We need Capability Tokens (for Qi we implement UCANs). Instead of "Here is the key to the bank," the agent gets a token that says: "You are authorised to spend up to $50 on Server Costs, valid only for this specific session."

This also means installing Firebreaks. There are moments in every workflow—before money moves or code ships—where the system must pause and demand a signature. It could be a human manager, or a trusted independent oracle. But the intern doesn't get to push to production on Day 1.

The Performance Review (Outcome Evals)

How do you grade the intern? Do you grade them on how eloquent they were in the interview? Or do you grade them on whether the spreadsheet balanced?

We are currently grading Agents on their "eloquence"—evaluating their reasoning and tone. That’s vanity metrics.

We need Outcome-Grounded Evals.

Did the file move?
Did the verifiable credential issue?
Did the payment settle?

Every Skill needs a definition of success that isn't text—it's an evaluation rubric that must be passed before issuing a signed digital receipt —the Universal Decision and Impact Determination (UDID) proving the outcome.

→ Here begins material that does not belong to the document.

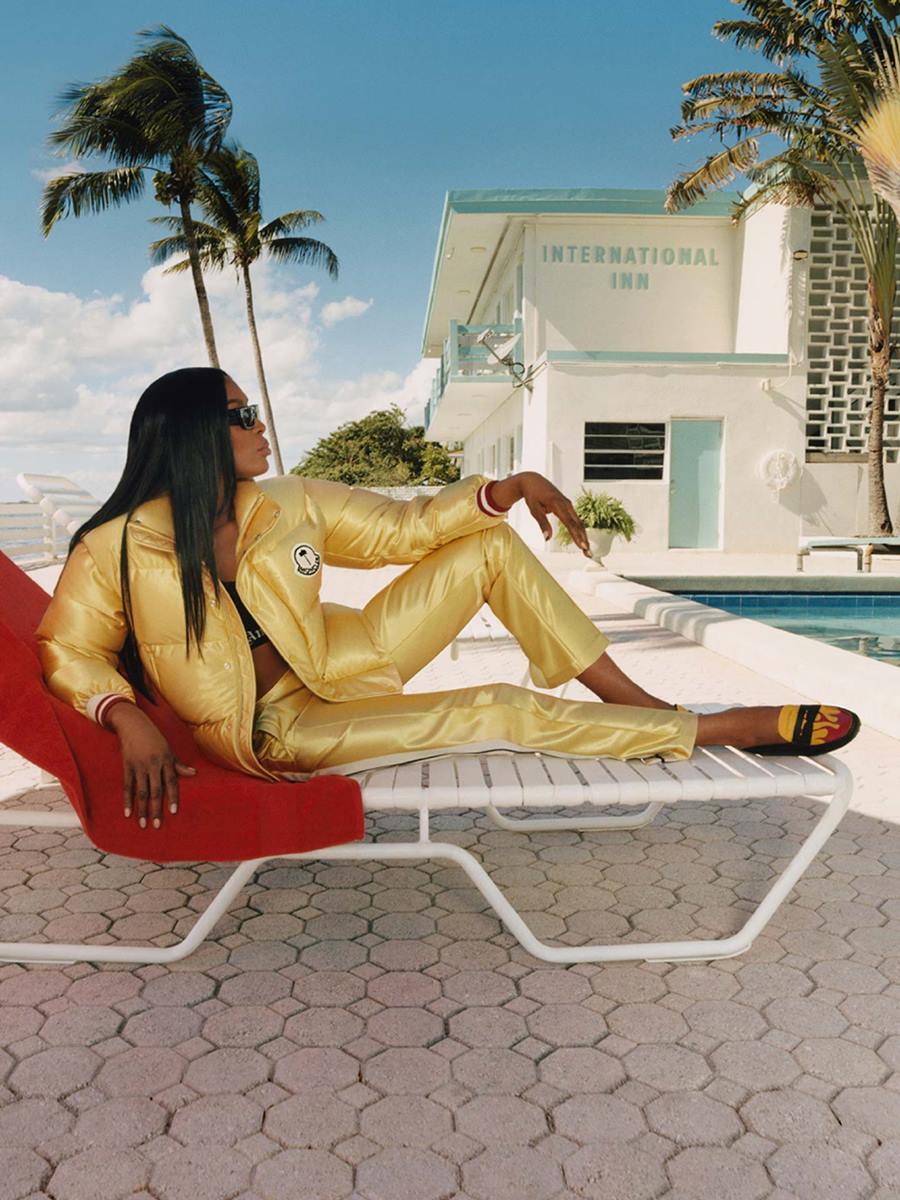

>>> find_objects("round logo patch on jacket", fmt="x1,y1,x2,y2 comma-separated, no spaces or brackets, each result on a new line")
292,541,322,575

The Shift from "Can" to "Verified"

The first phase of this AI wave was about abilities: "Look, the AI can use a calculator! It can write code!"

The next phase—the one that actually matters for enterprise—is about Guarantees.

Guarantees that the agent stayed within budget.
Guarantees that the data wasn't leaked.
Guarantees that the outcome is real.

We aren't just building a library of tools. We are building the systems that allow you to "hire" these digital workers as synthetic labour, without risking the project or company.

Are you still building toys for the intern to play with? Or are you building the office where the real work gets done?